Vorhin war die Szene noch eine andere. Ein junger Mann diskutierte mit Verve mit dem Linken-Kandidaten über Weltfrieden, Bundeswehr, Cannabis und die Avantgarde der Besitzlosen. Fotografieren lassen wollte sich der Bartträger dabei jedoch nicht. Er strebe eine Anstellung im Staatsdienst an, ein Auftritt am Wahlinfostand der Linken erschien ihm da nicht zuträglich. „Nicht wenige finden unsere Ideen gut, fremdeln aber, sich zu uns zu bekennen“, hat Roland Meier auf der Straße gelernt. Doch er stört sich daran nicht, als engagierter Streiter für die linke Sache diskutiert er gerne und unterhält sich in seiner angenehmen, unaufgeregten Art auch mit mir, dem interviewenden Journalisten, ausgiebig.
Ja, er sei ein Spätberufener und habe vor seinem Eintritt bei der Linken andere Parteien ausprobiert – die Grünen, die Piraten, auch die Bürgergemeinschaft Ingolstadt. Überzeugen von einem politischen Engagement konnte ihn erst Eva Bulling-Schröter. Schließlich kandidierte er für die Linke bei der Kommunalwahl. Und jetzt als Bundestagskandidat, „von null auf 100
praktisch“, schmunzelt der 52-Jährige. Wichtig sind Roland Meier neben dem Einsatz für Menschen ökologische Themen. Der überzeugte Veganer, seine Frau und die beiden Kinder teilen diese Einstellung, redet von Nachhaltigkeit und Umweltschutz. Ein Grüner könne er aber nicht sein, „die sind mir nicht friedlich genug.“
Womöglich ist es der überschaubaren Frequenz der Passanten an diesem Vormittag in Neuburg geschuldet, Roland Meier hat viel Muße und fachsimpelt weiter, etwa über den Auftritt von Punkröhre Nina Hagen am Abend zuvor im Kulturzentrum Ingolstadt. Für einen Linken ist der Auftritt des schrillen Bürgerschrecks selbstredend ein Pflichttermin. So tröpfelt der Vormittag dahin, doch dann passiert’s. „Zwei Erstwähler, da müssen’s zuhören, des müssen’s schreiben“, bricht bei Kreisvorsitzendem Roland Keller plötzlich Euphorie aus.

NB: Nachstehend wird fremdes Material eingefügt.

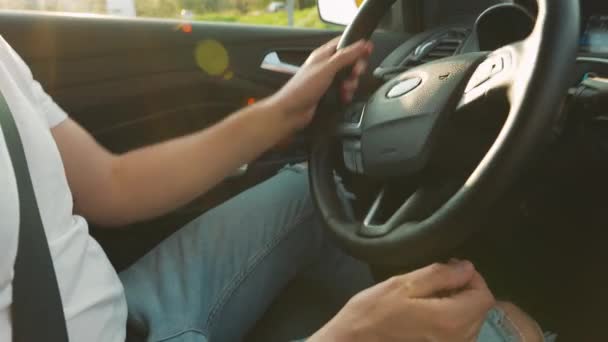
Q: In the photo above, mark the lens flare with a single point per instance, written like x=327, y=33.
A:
x=212, y=57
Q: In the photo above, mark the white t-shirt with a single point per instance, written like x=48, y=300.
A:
x=93, y=298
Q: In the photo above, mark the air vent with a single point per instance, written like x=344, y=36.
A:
x=444, y=45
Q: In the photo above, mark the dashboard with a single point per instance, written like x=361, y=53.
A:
x=594, y=34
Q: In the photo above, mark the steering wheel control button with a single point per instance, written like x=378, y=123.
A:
x=353, y=160
x=354, y=114
x=486, y=70
x=404, y=87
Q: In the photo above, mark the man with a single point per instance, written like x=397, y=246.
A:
x=215, y=277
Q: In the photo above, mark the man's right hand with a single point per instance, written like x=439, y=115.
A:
x=442, y=302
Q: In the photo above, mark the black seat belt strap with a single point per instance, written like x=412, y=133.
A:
x=37, y=311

Die junge Generation gilt als politikverdrossen, gar apolitisch und schwer zu überzeugen. Doch diese Mär wischt die junge Frau, die nun am Stand steht, bestimmt zur Seite. Sie weiß sehr genau, wem sie am Sonntag ihre Stimme geben wird. Die Linke sei, weil authentisch und mit einem sozialen Gewissen ausgestattet, die einzig wählbare Alternative, findet sie. „Sie hat mich schon beeinflusst“, gibt ihr Begleiter lächelnd zu, will sich aber noch weiter überzeugen lassen und hat ein paar Fragen an Roland Meier. Jetzt ist der Kandidat gefordert – mit Eva Bulling-Schröter an der Seite. Der Abiturient möchte Pfleger werden. „Wie also steht die Linke zur Pflege?“Pflegekräfte seien total unterbezahlt, diese wichtige Tätigkeit müsse besser entlohnt werden, erklärt der Wahlkämpfer. Die Linke möchte eine gesetzliche Personalbemessung einführen und 160 000 neue Fachkräfte in Krankenhäusern einstellen, davon 100 000 in der Pflege. Deutschland sei, durch den politisch gewollten Wettbewerb zwischen den Krankenhäusern, Schlusslicht beim Pflegepersonal, was sich prekär auf die Patientenversorgung auswirke. „Deutschland ist eines der reichsten Länder und bringt da nichts zuwege. Es fehlt der politische Wille“, tadelt Meier und ist gleich beim nächsten Thema – Arbeit. Er wettert gegen Werkverträge und Leiharbeit. Angestellt bei einem großen Ingolstädter Unternehmen, wisse er, wie Belegschaften dadurch gespalten würden.
Ob der junge Mann sich überzeugen hat lassen? Das will er nicht verraten und natürlich ist die Argumentation mit offenem Ausgang das Schicksal aller Wahlkämpfer. Das „Zeugnis“gibt’s erst am Wahlsonntag ab 18 Uhr. Bis es soweit ist, wartet auf Roland Meier noch viel politische Kärrnerarbeit. Schon am Nachmittag folgt der nächste Auftritt bei der Rede von Dietmar Bartsch, Spitzenkandidat und Fraktionsvorsitzender der Linken im Bundestag, auf dem Ingolstädter Rathausplatz.